Don't be afraid to codify what you want in a spec file with requirements and tests, and let your coding agent help you write the code. Just remember to test, commit and / or rollback and adjust / resend the spec atomically!
Be aware of personally identifiable information (PII)

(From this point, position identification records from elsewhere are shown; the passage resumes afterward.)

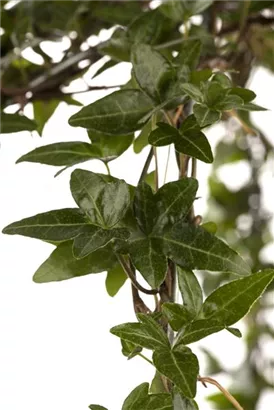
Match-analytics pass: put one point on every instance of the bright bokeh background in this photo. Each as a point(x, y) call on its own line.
point(56, 351)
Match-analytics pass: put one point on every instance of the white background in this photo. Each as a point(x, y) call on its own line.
point(55, 348)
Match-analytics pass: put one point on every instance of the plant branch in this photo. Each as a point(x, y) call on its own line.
point(146, 166)
point(226, 393)
point(133, 279)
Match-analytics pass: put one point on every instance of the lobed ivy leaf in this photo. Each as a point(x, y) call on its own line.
point(62, 265)
point(189, 54)
point(142, 334)
point(62, 153)
point(174, 200)
point(104, 203)
point(182, 403)
point(152, 70)
point(94, 237)
point(191, 291)
point(15, 123)
point(180, 365)
point(195, 248)
point(176, 314)
point(205, 116)
point(226, 306)
point(147, 257)
point(117, 113)
point(109, 147)
point(52, 226)
point(116, 277)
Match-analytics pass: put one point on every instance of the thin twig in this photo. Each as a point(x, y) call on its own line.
point(146, 166)
point(226, 393)
point(132, 277)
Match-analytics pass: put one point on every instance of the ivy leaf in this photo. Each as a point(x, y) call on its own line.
point(152, 71)
point(177, 315)
point(182, 403)
point(117, 113)
point(52, 226)
point(163, 135)
point(227, 305)
point(140, 392)
point(193, 92)
point(189, 54)
point(142, 140)
point(144, 207)
point(104, 203)
point(180, 365)
point(147, 257)
point(15, 123)
point(234, 331)
point(174, 200)
point(243, 93)
point(42, 111)
point(190, 290)
point(62, 154)
point(195, 248)
point(94, 238)
point(62, 265)
point(144, 334)
point(205, 116)
point(109, 147)
point(154, 328)
point(115, 279)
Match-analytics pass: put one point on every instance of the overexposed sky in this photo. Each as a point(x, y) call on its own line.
point(56, 351)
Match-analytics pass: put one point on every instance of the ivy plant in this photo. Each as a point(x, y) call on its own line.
point(174, 94)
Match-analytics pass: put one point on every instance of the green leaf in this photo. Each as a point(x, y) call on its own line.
point(42, 111)
point(177, 315)
point(193, 92)
point(210, 227)
point(104, 203)
point(140, 392)
point(243, 93)
point(174, 200)
point(15, 123)
point(163, 135)
point(234, 331)
point(149, 28)
point(142, 140)
point(96, 407)
point(62, 153)
point(194, 248)
point(140, 334)
point(189, 54)
point(222, 79)
point(144, 207)
point(205, 116)
point(147, 257)
point(53, 226)
point(117, 113)
point(180, 365)
point(115, 279)
point(109, 147)
point(94, 238)
point(154, 328)
point(227, 305)
point(182, 403)
point(152, 71)
point(62, 265)
point(190, 290)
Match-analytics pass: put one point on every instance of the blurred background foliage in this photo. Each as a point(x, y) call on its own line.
point(237, 35)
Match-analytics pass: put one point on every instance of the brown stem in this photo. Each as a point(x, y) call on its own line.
point(226, 393)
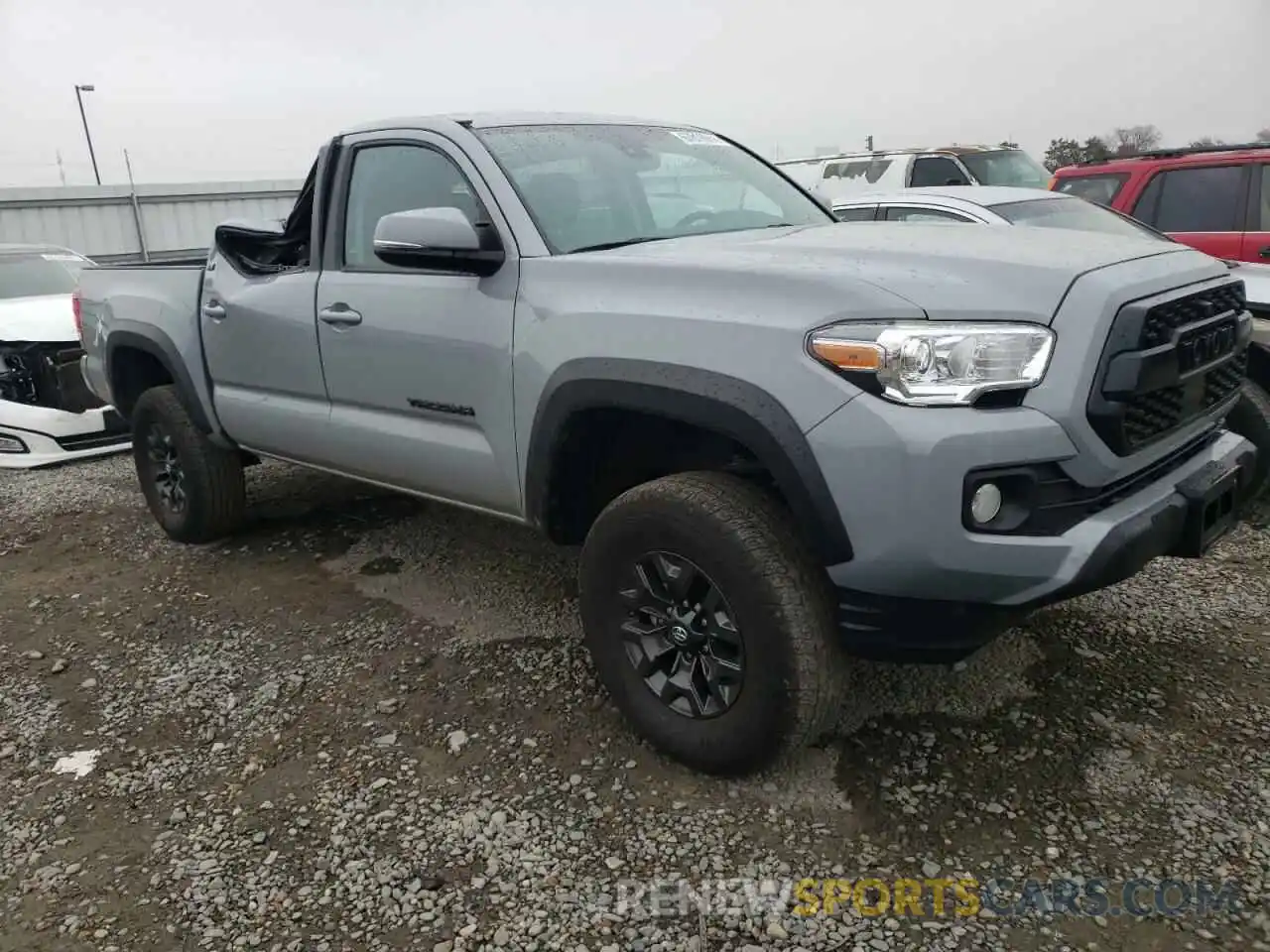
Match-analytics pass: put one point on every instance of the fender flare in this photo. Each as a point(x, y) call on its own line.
point(159, 345)
point(714, 402)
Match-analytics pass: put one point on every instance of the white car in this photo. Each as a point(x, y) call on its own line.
point(991, 204)
point(48, 413)
point(1256, 282)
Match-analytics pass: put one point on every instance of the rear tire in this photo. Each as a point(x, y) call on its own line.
point(194, 489)
point(1251, 420)
point(771, 613)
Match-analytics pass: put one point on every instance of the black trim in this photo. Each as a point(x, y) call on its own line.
point(484, 263)
point(726, 405)
point(160, 347)
point(1040, 499)
point(921, 630)
point(454, 409)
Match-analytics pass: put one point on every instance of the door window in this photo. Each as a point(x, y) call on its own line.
point(922, 214)
point(1092, 188)
point(938, 171)
point(1194, 199)
point(1265, 199)
point(398, 178)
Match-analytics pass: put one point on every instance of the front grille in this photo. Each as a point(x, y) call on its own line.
point(1169, 365)
point(1162, 320)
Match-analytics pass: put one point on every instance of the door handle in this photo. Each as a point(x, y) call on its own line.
point(339, 315)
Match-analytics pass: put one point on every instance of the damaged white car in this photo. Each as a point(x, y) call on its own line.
point(48, 413)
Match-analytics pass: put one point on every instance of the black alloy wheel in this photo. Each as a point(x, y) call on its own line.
point(681, 638)
point(166, 468)
point(193, 488)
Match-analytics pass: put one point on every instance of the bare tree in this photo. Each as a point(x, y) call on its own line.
point(1096, 150)
point(1132, 140)
point(1064, 151)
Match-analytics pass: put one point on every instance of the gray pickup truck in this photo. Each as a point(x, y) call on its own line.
point(779, 440)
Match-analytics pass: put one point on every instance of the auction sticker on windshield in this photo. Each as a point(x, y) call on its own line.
point(698, 139)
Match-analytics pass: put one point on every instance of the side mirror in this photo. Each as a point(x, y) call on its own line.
point(439, 239)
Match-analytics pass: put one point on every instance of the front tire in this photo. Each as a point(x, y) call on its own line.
point(710, 624)
point(1251, 420)
point(194, 489)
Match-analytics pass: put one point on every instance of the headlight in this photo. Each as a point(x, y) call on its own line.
point(931, 363)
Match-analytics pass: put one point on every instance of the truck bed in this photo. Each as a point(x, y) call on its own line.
point(141, 298)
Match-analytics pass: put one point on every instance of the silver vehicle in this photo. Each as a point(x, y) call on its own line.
point(779, 439)
point(1030, 208)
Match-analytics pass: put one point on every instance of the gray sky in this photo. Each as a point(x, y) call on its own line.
point(239, 90)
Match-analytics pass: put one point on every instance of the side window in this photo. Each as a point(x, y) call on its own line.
point(1148, 202)
point(1265, 198)
point(1092, 188)
point(938, 171)
point(397, 178)
point(860, 212)
point(684, 185)
point(869, 169)
point(1201, 199)
point(922, 214)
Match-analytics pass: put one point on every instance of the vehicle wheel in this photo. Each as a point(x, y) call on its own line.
point(194, 489)
point(1251, 420)
point(710, 624)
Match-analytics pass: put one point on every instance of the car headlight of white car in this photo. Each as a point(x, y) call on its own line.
point(937, 363)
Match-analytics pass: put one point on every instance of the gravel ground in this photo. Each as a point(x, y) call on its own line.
point(368, 724)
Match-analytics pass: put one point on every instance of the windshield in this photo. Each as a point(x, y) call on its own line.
point(602, 185)
point(35, 275)
point(1006, 168)
point(1074, 213)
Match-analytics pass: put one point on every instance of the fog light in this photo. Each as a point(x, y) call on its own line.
point(985, 503)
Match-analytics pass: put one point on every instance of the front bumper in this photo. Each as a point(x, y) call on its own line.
point(44, 435)
point(921, 581)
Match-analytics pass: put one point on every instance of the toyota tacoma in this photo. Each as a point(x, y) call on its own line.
point(779, 440)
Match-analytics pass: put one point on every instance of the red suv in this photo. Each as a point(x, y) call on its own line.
point(1215, 198)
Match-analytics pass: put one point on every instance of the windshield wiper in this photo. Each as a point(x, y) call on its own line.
point(622, 243)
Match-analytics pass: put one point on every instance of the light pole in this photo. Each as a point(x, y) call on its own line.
point(79, 98)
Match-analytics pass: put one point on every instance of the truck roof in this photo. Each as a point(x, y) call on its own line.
point(16, 249)
point(1187, 155)
point(490, 119)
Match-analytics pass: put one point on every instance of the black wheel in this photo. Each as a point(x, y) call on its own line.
point(194, 489)
point(708, 622)
point(1251, 420)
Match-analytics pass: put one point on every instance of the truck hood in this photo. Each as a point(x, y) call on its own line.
point(49, 318)
point(948, 271)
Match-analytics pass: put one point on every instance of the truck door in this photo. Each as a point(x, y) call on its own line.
point(1205, 206)
point(418, 361)
point(262, 357)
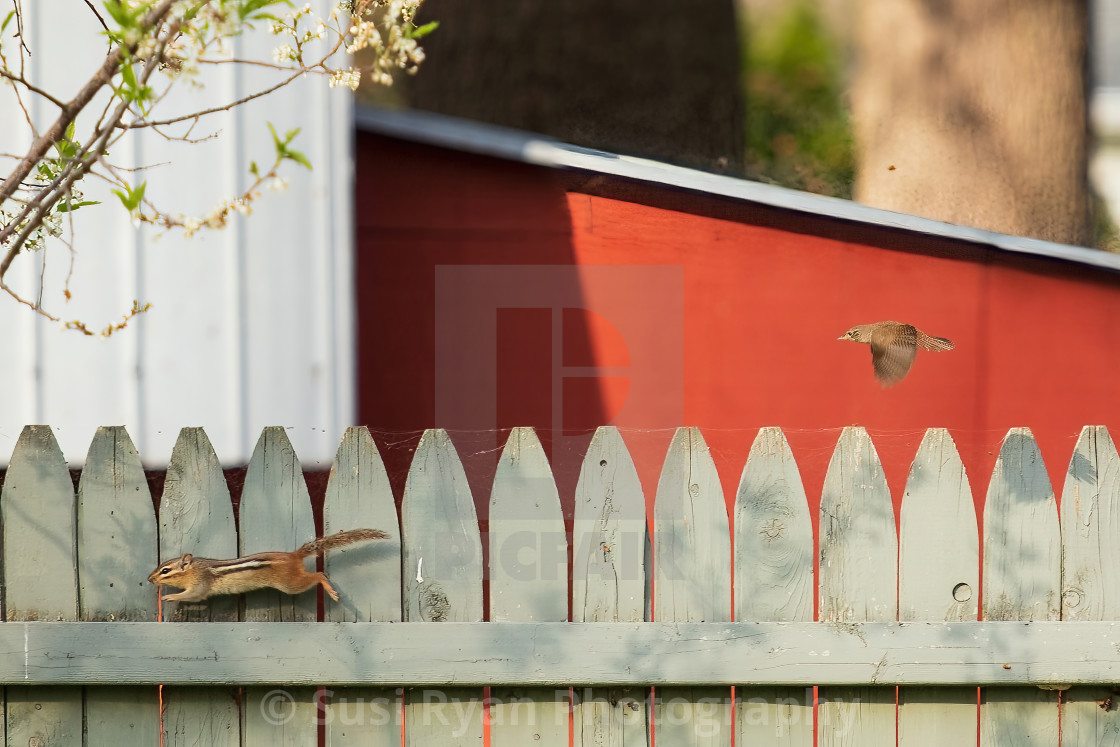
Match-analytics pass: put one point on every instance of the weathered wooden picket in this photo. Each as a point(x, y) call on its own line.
point(897, 652)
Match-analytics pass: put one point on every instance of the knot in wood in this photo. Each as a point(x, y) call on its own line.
point(773, 529)
point(434, 604)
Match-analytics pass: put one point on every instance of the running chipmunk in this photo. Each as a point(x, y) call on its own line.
point(202, 578)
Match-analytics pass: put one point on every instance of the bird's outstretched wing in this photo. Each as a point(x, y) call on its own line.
point(893, 352)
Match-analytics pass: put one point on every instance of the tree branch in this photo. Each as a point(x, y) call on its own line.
point(75, 168)
point(39, 148)
point(27, 84)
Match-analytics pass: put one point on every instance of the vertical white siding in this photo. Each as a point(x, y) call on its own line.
point(250, 326)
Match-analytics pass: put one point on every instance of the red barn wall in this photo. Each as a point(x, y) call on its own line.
point(495, 293)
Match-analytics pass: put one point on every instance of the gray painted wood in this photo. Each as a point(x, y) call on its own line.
point(773, 581)
point(528, 543)
point(558, 654)
point(939, 579)
point(367, 578)
point(1022, 581)
point(442, 584)
point(858, 582)
point(276, 515)
point(1090, 521)
point(37, 512)
point(117, 549)
point(528, 582)
point(692, 562)
point(609, 582)
point(196, 516)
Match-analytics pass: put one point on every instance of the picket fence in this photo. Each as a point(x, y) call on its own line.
point(897, 651)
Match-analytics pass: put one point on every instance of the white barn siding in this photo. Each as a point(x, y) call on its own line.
point(250, 326)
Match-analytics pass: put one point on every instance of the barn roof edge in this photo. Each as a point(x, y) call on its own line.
point(507, 143)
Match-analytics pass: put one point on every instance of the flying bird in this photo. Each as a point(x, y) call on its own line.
point(894, 346)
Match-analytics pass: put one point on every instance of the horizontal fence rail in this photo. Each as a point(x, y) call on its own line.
point(1054, 655)
point(709, 601)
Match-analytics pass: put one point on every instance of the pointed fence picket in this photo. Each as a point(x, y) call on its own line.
point(39, 578)
point(692, 582)
point(276, 512)
point(858, 577)
point(609, 582)
point(81, 559)
point(939, 580)
point(1023, 581)
point(442, 582)
point(196, 516)
point(773, 582)
point(115, 540)
point(1090, 566)
point(528, 582)
point(366, 578)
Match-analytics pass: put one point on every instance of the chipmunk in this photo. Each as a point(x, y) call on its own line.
point(202, 578)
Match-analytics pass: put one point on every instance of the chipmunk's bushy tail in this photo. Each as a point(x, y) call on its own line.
point(324, 543)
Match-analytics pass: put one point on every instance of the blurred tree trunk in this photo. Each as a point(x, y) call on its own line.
point(652, 77)
point(974, 112)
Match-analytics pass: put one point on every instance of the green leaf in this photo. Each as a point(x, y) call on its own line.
point(130, 197)
point(283, 152)
point(423, 30)
point(119, 12)
point(298, 157)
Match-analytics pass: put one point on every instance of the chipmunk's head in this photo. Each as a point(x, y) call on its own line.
point(167, 573)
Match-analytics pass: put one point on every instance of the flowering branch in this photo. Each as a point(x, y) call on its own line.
point(152, 46)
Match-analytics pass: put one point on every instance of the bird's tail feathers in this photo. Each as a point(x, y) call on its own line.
point(934, 343)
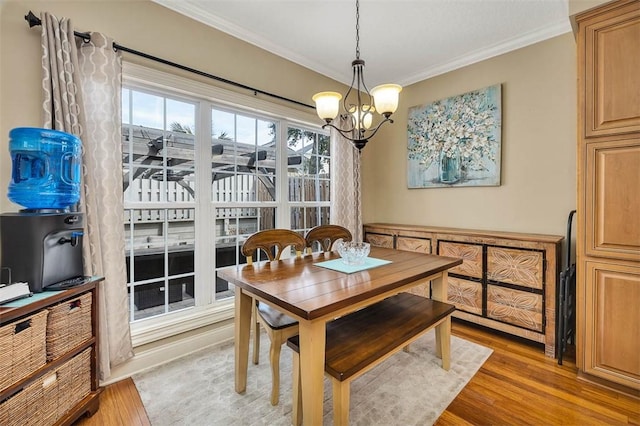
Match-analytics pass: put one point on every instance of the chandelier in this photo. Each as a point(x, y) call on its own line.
point(359, 103)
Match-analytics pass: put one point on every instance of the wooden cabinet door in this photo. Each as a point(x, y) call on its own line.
point(471, 255)
point(612, 60)
point(612, 344)
point(379, 240)
point(521, 308)
point(512, 266)
point(612, 204)
point(465, 294)
point(421, 245)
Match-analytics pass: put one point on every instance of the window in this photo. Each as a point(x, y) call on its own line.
point(203, 169)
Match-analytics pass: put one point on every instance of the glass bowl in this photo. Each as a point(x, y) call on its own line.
point(353, 253)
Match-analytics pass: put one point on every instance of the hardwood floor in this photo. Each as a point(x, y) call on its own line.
point(517, 385)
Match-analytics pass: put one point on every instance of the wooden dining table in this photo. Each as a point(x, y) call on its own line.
point(315, 295)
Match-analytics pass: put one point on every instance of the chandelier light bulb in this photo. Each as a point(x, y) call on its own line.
point(385, 98)
point(327, 105)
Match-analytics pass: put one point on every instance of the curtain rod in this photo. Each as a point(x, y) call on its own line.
point(33, 20)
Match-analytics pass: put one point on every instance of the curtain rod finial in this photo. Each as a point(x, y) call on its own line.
point(32, 19)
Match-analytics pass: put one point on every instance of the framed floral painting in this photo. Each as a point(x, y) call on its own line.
point(456, 141)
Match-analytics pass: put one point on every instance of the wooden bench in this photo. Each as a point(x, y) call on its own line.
point(359, 341)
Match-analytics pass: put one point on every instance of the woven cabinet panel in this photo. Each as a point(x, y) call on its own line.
point(68, 325)
point(512, 266)
point(22, 348)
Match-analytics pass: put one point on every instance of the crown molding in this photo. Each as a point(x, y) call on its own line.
point(528, 39)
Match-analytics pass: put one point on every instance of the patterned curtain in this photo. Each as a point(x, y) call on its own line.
point(77, 70)
point(346, 208)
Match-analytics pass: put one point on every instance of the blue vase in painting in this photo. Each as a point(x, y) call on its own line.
point(450, 165)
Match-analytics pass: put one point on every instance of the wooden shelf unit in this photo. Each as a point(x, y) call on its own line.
point(507, 280)
point(608, 165)
point(89, 404)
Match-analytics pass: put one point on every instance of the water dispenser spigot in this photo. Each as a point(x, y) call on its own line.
point(73, 240)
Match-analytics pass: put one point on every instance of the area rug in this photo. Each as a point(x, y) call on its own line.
point(406, 389)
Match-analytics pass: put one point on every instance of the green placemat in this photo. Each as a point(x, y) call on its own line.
point(340, 266)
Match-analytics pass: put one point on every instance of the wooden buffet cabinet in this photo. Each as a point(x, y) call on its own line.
point(608, 240)
point(48, 358)
point(507, 280)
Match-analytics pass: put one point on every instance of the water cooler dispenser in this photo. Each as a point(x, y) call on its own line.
point(42, 244)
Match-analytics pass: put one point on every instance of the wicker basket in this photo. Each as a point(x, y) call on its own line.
point(22, 348)
point(51, 396)
point(68, 325)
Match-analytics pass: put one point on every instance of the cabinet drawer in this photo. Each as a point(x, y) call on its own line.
point(22, 348)
point(513, 266)
point(515, 307)
point(420, 245)
point(465, 294)
point(471, 255)
point(380, 240)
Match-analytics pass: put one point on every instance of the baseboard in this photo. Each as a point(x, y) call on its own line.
point(163, 351)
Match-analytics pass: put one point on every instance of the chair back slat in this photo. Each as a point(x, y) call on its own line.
point(272, 242)
point(326, 236)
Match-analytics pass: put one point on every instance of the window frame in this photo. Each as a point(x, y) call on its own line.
point(208, 311)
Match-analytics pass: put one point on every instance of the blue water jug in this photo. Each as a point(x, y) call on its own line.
point(45, 168)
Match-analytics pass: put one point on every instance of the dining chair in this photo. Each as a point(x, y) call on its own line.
point(326, 236)
point(279, 327)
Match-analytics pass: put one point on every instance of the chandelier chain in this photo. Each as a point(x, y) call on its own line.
point(357, 29)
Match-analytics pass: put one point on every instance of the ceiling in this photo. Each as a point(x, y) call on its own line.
point(402, 41)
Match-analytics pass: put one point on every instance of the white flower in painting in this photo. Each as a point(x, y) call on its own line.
point(466, 123)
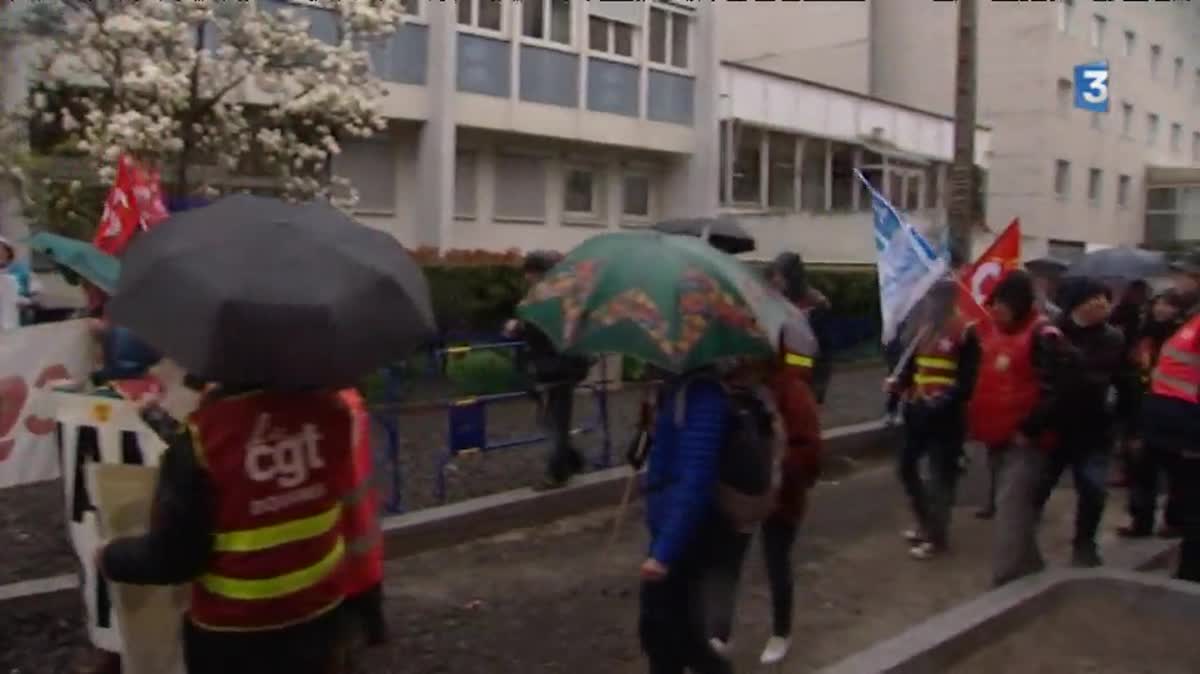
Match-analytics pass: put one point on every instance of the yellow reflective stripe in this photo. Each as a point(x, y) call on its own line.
point(797, 360)
point(940, 363)
point(931, 379)
point(264, 537)
point(279, 585)
point(1181, 355)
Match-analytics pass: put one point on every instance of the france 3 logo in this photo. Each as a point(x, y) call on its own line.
point(1092, 86)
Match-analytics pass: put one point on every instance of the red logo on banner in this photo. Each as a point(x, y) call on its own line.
point(977, 281)
point(133, 204)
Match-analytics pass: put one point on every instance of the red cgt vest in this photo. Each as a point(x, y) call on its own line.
point(1177, 373)
point(1007, 389)
point(937, 359)
point(360, 517)
point(280, 463)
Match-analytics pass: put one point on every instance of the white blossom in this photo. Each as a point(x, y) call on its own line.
point(162, 98)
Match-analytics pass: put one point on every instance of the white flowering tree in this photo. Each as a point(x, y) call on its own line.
point(210, 83)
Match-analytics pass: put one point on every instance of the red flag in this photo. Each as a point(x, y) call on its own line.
point(976, 281)
point(133, 204)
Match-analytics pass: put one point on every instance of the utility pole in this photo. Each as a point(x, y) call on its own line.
point(963, 190)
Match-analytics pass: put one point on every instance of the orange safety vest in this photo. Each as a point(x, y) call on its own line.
point(937, 359)
point(280, 463)
point(360, 513)
point(1177, 373)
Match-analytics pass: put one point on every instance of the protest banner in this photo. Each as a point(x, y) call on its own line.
point(149, 618)
point(105, 431)
point(31, 360)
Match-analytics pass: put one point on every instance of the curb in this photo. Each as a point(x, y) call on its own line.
point(456, 523)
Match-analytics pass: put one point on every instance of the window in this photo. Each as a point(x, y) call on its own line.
point(610, 37)
point(813, 175)
point(747, 166)
point(1061, 178)
point(520, 188)
point(370, 167)
point(546, 19)
point(1065, 10)
point(669, 36)
point(1122, 191)
point(583, 192)
point(1065, 96)
point(480, 13)
point(635, 196)
point(781, 172)
point(1095, 180)
point(843, 180)
point(1097, 36)
point(465, 185)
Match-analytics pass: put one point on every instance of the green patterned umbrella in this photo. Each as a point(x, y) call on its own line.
point(673, 301)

Take care to follow laws and guidelines about exposing personally identifiable information in your telemetry. If you need to redact or omit telemetry for prompts, or agent / chat inputs and outputs, you can use various approaches in the Handling Sensitive Data section of the OpenTelemetry documentation.
Wrap-up
I hope you enjoy adding Gen AI telemetry to your Honeycomb traces as much as I do. Make sure to read up on the semantic conventions for generative AI systems specification, and check your LLM and agent provider's adherence to the specification. Claude Code, Codex, and others can do a good job in getting many of them to send the appropriate telemetry, so give it a try!